We'll be gathering suggestions for future ToTW roughly each quarter into a new thread to reduce clutter, as new suggestions in old threads tend to not attract as many votes being pushed on the page down low and barely visible.

Rules are still the same and simple enough:

Each Sunday, one of the mods will pick a highly voted answer to this question for which to select as the topic of the week. This will keep going as long as there is interest, both from the mods and the community as a whole. During that week, we encourage all of the active members to ask at least one question on that specific topic. Do research if you have to. In the end, we will be able to fill out this site, to include things which we don't have enough activity yet.

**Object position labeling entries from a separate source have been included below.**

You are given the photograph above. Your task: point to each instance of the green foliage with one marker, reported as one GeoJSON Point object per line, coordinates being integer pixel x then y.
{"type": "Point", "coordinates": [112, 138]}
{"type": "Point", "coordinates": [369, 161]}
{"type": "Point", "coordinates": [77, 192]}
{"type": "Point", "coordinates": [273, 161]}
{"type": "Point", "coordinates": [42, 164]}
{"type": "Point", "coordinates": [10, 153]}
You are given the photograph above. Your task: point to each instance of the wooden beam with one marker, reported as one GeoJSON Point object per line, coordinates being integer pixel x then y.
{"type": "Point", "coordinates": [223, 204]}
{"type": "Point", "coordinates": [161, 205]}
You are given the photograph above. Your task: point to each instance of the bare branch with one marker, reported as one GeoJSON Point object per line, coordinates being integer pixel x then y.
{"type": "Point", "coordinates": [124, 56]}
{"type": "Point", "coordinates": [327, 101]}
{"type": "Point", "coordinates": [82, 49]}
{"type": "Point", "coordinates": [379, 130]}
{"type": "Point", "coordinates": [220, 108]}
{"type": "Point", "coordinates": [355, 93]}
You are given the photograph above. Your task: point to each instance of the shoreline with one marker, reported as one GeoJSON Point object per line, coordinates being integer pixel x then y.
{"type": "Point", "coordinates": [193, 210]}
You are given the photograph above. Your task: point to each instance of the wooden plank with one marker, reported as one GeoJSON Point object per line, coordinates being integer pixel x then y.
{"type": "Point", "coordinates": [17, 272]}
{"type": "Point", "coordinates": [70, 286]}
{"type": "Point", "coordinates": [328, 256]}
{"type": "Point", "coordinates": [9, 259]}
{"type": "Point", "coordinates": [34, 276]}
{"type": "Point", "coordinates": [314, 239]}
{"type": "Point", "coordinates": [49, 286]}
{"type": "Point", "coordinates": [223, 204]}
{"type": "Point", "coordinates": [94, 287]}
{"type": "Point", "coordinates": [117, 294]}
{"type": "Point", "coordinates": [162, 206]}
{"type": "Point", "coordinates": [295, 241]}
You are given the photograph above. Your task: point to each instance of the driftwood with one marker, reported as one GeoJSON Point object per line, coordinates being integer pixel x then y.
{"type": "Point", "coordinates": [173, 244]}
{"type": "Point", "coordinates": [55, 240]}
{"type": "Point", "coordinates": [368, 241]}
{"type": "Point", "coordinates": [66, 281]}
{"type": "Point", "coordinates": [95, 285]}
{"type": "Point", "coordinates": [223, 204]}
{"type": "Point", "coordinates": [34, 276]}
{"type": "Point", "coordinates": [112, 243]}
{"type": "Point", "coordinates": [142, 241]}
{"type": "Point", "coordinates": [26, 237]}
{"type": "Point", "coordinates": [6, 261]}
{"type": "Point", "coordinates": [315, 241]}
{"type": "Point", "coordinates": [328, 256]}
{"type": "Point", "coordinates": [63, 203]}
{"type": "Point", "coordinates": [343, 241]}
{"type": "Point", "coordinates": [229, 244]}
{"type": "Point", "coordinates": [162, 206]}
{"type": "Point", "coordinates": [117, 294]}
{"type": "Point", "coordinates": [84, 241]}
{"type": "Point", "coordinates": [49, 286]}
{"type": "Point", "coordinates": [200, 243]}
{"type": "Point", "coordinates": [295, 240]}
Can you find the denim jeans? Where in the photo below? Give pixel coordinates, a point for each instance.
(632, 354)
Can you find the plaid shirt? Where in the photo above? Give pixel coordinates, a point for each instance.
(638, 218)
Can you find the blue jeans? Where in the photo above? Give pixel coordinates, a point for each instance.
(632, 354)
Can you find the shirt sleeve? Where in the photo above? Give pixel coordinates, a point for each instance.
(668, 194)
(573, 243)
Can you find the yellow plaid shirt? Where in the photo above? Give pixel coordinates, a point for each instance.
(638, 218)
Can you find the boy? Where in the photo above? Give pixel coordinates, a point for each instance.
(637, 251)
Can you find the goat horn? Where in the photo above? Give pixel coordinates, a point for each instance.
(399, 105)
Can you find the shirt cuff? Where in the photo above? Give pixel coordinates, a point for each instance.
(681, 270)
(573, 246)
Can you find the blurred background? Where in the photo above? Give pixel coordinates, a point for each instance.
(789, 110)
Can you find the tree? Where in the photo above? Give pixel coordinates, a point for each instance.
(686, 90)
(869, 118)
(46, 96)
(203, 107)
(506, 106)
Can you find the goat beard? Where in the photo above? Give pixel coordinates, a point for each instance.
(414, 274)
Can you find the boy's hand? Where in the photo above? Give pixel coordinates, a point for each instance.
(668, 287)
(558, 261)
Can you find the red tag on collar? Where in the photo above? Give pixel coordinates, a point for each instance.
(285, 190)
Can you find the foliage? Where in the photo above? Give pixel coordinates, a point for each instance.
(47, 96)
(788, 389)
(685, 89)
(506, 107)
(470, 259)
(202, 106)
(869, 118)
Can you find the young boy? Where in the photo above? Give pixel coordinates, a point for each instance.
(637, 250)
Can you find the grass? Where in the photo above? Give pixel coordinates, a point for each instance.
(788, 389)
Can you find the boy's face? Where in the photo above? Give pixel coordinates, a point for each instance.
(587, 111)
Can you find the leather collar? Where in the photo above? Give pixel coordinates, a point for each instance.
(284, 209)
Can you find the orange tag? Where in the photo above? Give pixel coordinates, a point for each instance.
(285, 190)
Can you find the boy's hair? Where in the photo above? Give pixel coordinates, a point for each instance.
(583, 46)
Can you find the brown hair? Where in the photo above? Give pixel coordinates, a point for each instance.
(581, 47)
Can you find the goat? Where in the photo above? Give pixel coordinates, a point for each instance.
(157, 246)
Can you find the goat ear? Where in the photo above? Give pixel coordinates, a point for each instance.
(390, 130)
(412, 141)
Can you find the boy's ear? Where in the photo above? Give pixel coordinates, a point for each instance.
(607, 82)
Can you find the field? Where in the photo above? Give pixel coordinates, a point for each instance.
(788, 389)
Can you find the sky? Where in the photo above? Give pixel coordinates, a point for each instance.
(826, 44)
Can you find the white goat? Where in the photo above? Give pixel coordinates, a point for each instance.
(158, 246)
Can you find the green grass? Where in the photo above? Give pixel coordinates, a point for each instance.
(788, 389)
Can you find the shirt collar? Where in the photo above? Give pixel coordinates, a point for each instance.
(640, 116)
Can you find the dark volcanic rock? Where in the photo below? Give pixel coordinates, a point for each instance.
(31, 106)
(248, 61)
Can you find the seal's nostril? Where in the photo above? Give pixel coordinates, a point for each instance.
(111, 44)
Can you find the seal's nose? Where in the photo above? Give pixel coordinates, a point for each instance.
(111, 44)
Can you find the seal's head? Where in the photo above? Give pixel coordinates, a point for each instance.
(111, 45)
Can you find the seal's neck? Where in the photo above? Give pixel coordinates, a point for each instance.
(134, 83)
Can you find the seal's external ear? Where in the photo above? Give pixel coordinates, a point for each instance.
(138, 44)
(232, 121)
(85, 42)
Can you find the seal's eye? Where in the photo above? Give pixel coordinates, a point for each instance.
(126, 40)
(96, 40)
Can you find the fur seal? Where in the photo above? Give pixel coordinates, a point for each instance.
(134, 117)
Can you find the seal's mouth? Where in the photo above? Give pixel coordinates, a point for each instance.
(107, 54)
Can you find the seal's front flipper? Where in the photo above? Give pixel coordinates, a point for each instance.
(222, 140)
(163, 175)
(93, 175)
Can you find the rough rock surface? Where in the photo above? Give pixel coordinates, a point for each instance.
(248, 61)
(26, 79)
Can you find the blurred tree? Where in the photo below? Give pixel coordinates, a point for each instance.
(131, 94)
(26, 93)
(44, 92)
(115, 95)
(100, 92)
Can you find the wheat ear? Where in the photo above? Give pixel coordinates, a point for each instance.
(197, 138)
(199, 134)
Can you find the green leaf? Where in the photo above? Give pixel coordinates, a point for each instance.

Please give a single tag per question which you feel is underrated, and give an explanation of that tag to the group, so everyone can understand enough to start asking questions. Linking relevant Wikipedia articles can be of help, or other useful starting points for research. Finally, if you have a request for a specific week, then please include it in your answer. For instance, if there is a significant anniversary, a new launch, flyby, etc, then it seems logical we should have a topic of the week built around that subject.

Once this thread becomes active, we'll change its title to reflect currently running ToTW and feature it, so it shows in our Community Bulletin (the yellow box to the right hand side of our main site pages).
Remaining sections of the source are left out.